Now I have a gluten-free chocolate cake flavored with Razzamatazz raspberry liquor and filled with luscious raspberry mousse. To finish it- Chocolate frosting and raspberries, of course! Raspberries around the base and on top make a beautiful finish. Frosting scallops around the bottom and top edges gives the cake a nice, clean finish. And, if you are like me and LOVE raspberries, cover the entire top of the cake with raspberries! Pick your favorite finish.

Raspberries around the base…..
…..and on top
Frosting scallops around the bottom and top edges gives the cake a nice, clean finish.
Or simply cover the entire top of the cake with raspberries!


Weights and Measures: When both volumetric and weight measures are provided, the volumetric measures should be considered approximations. The standard measure for a cup of sugar is 192 grams. By volume, typically this measure will be less than 1 cup.

This recipe was made using My Gluten Free Flour Mix. Due to the varying characteristics of gluten free flours, other gluten free flour mixes are not guaranteed to work.

Since gluten free flours do not contain gluten, refrigeration time is essential to allow flours to absorb moisture and eliminate the gritty “gluten free” texture and taste. Although the “grittiness” can be mostly eliminated after 15 minutes of refrigeration, I find longer refrigeration times continue to improve the texture, taste and rise of gluten-free baked goods.


This is a very moist cake and tends to stick to the cake pans. To prevent this, line the bottoms of the cake pans with parchment paper. To do so, place the cake pans on the parchment paper. Use a permanent marker to trace around the bottom of the cake pans. Cut out the circles by cutting inside the pens marks. Spray the pan with non-stick cooking spray and then place the parchment paper on the bottom of the cake pan. If you prefer to make cupcakes, cupcake paper liners should also be sprayed with non-stick cooking spray so that the cake doesn’t stick to the paper liners.

Parchment paper lining the bottom of the cake pans.


This cake did not work with cold, softened butter. But it worked wonderfully well with melted butter. However, that meant that the buttermilk, eggs, and coffee needed to be room temperature so that the butter didn’t harden into chunks.

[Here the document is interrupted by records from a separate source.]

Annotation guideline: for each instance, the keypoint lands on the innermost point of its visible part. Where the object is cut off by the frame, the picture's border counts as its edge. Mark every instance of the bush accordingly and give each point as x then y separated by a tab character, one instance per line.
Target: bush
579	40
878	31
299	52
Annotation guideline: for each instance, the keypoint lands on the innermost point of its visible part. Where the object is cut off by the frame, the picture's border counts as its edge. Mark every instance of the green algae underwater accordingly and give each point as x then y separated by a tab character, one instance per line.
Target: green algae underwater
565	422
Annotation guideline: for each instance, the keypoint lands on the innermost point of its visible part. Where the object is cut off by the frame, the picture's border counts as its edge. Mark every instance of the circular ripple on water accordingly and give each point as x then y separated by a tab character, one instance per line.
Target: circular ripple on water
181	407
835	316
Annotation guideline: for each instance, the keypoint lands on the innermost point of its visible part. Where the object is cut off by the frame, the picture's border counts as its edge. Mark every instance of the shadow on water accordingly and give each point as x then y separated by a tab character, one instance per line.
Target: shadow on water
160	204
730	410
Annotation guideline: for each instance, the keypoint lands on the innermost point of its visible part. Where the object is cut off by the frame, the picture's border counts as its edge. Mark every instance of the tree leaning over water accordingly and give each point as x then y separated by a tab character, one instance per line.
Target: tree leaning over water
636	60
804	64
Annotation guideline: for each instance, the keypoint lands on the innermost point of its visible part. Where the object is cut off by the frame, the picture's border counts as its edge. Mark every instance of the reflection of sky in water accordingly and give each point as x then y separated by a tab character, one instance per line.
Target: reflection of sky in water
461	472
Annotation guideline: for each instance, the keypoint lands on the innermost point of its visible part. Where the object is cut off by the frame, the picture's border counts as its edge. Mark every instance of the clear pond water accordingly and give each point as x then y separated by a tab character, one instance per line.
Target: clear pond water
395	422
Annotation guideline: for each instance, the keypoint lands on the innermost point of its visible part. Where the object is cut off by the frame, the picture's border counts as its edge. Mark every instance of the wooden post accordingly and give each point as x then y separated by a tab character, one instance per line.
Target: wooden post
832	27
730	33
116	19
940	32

Another reason eggs need to be room temperature: Warm eggs hold more air than cold eggs, which means a lighter cake. Cold eggs, on the other hand, can result in a lumpy batter and heavy texture. To quickly bring eggs to room temperature before cracking, place eggs in a bowl of warm (not hot) water for 10 minutes.

Crack eggs into a small bowl before adding to the batter. That way, it is easy to remove any bits of eggshell or bloody eggs.


This is a high-rising cake, which is fine for cupcakes, but is difficult for layer cakes. To prevent excess doming, soak 2 cake wraps, if available, in ice water for at least 15 minutes, then squeeze out the excess water and wrap around the cake pans. The cold cake wraps prevents the edges of the cake from baking before the centers of the cake, thus producing a more level cake. Of course, if you don’t have cake wraps, you’ll just have to cut off the excess dome with a cake leveler or cake knife so that the layers can be stacked. The cut off part of the cake becomes the baker’s treat- Enjoy!

Distribute the batter evenly between the 2 cake pans. This is easiest to do if you use a food scale to measure the amount of batter in each pan.

If possible, use a metal cake tester (I use a metal kebab skewer) to test for doneness. Metal cake testers are more accurate that toothpicks.

The cake layers should be removed from the cake pans after 10-15 minutes to prevent the cake from sticking to the pans, and to prevent the bottom of the layers from becoming slightly wet due to condensation. Leave the parchment paper on the bottom of the cake layers when they are placed on the cooling racks to prevent the cooling racks from leaving marks on the cake layers.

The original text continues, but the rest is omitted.